Check out the blog of this case study at the following link:

https://medium.com/@gauravsharma2656/music-generation-using-deep-learning-85010fb982e2

Real World Problem

This case-study focuses on generating music automatically using Recurrent Neural Network(RNN). We do not necessarily have to be a music expert in order to generate music. Even a non expert can generate a decent quality music using RNN. We all like to listen interesting music and if there is some way to generate music automatically, particularly decent quality music then it's a big leap in the world of music industry. Task: Our task here is to take some existing music data then train a model using this existing data. The model has to learn the patterns in music that we humans enjoy. Once it learns this, the model should be able to generate new_ music for us. It cannot simply copy-paste from the training data. It has to understand the patterns of music to generate new music. We here are not expecting our model to generate new music which is of professional quality, but we want it to generate a decent quality music which should be melodious and good to hear. Now, what is music? In short music is nothing but a sequence of musical notes. Our input to the model is a sequence of musical events/notes.
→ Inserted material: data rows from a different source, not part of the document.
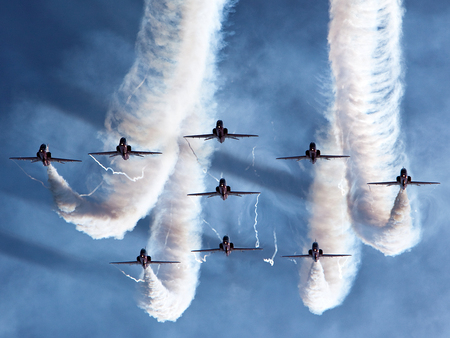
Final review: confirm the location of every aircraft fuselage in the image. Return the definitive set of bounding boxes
[397,168,411,190]
[36,144,52,167]
[306,142,320,164]
[309,242,323,262]
[216,178,230,201]
[213,120,228,143]
[219,236,233,256]
[116,137,131,160]
[136,249,151,269]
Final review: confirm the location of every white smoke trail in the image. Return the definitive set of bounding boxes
[299,0,419,314]
[139,129,212,322]
[13,160,49,189]
[263,229,278,266]
[299,135,360,314]
[329,0,420,255]
[134,0,230,322]
[89,155,145,182]
[49,0,225,239]
[253,194,259,248]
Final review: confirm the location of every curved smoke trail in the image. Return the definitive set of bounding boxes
[49,0,225,238]
[328,0,420,255]
[299,0,420,314]
[299,131,360,315]
[48,0,230,321]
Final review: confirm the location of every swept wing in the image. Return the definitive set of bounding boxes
[277,156,309,161]
[188,191,221,197]
[367,181,400,186]
[408,181,441,185]
[184,134,217,141]
[281,255,311,258]
[191,249,223,252]
[128,150,162,157]
[228,191,260,197]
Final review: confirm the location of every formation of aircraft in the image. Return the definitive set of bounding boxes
[109,249,180,269]
[277,142,350,164]
[188,178,260,201]
[281,242,351,262]
[89,137,162,160]
[192,236,262,257]
[367,168,440,190]
[9,144,81,167]
[184,120,258,143]
[10,129,440,278]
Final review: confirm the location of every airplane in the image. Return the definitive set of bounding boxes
[188,178,260,201]
[109,249,180,269]
[89,137,162,160]
[184,120,258,143]
[367,168,440,190]
[281,242,351,262]
[9,144,81,167]
[277,142,350,164]
[191,236,262,257]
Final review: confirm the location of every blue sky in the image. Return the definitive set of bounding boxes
[0,0,450,337]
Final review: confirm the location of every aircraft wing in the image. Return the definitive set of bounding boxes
[408,181,441,185]
[281,255,311,258]
[225,134,258,140]
[191,248,223,252]
[277,156,309,161]
[228,191,260,197]
[47,157,81,164]
[367,181,400,186]
[9,156,41,162]
[109,261,141,265]
[128,150,162,157]
[88,151,120,157]
[317,155,350,160]
[231,248,262,251]
[183,134,217,141]
[320,254,351,257]
[188,191,221,197]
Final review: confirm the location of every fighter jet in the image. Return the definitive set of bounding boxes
[109,249,180,269]
[188,178,260,201]
[192,236,262,257]
[184,120,258,143]
[367,168,440,190]
[281,242,351,262]
[277,142,350,164]
[89,137,162,160]
[9,144,81,167]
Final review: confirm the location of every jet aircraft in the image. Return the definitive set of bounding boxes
[367,168,440,190]
[281,242,351,262]
[277,142,350,164]
[192,236,262,257]
[184,120,258,143]
[89,137,162,160]
[9,144,81,167]
[109,249,180,269]
[188,178,260,201]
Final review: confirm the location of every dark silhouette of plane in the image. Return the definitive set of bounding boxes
[9,144,81,167]
[281,242,351,262]
[277,142,350,164]
[109,249,180,269]
[89,137,162,160]
[192,236,262,256]
[188,178,260,201]
[184,120,258,143]
[367,168,440,190]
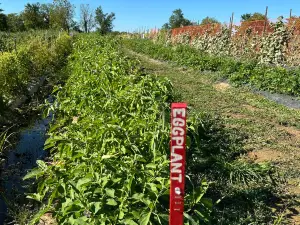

Our output will be new sequence of musical events/notes. In this case-study we have limited our self to single instrument music as this is our first cut model. In future, we will extend this to multiple instrument music.

Data Source:

  1. http://abc.sourceforge.net/NMD/
  2. http://trillian.mit.edu/~jc/music/book/oneills/1850/X/

From first data-source, we have downloaded first two files:

  • Jigs (340 tunes)
  • Hornpipes (65 tunes)

How to Run the Model

In order to run the model you can run the file " Music_Generation_Train2.ipynb" You can also load weights which are in the file" Data2/Model_Weights/". There are total 9 weight files over there. Each weight file represents the epoch number. For instance " Weights_50.h5" are the weights saved at epoch 50. We ran our model for total of 90 epochs. You can add more layers into your model and fine tune the existing layers in the model. Any epoch weight can be loaded for fine tuning or "Transfer Learning".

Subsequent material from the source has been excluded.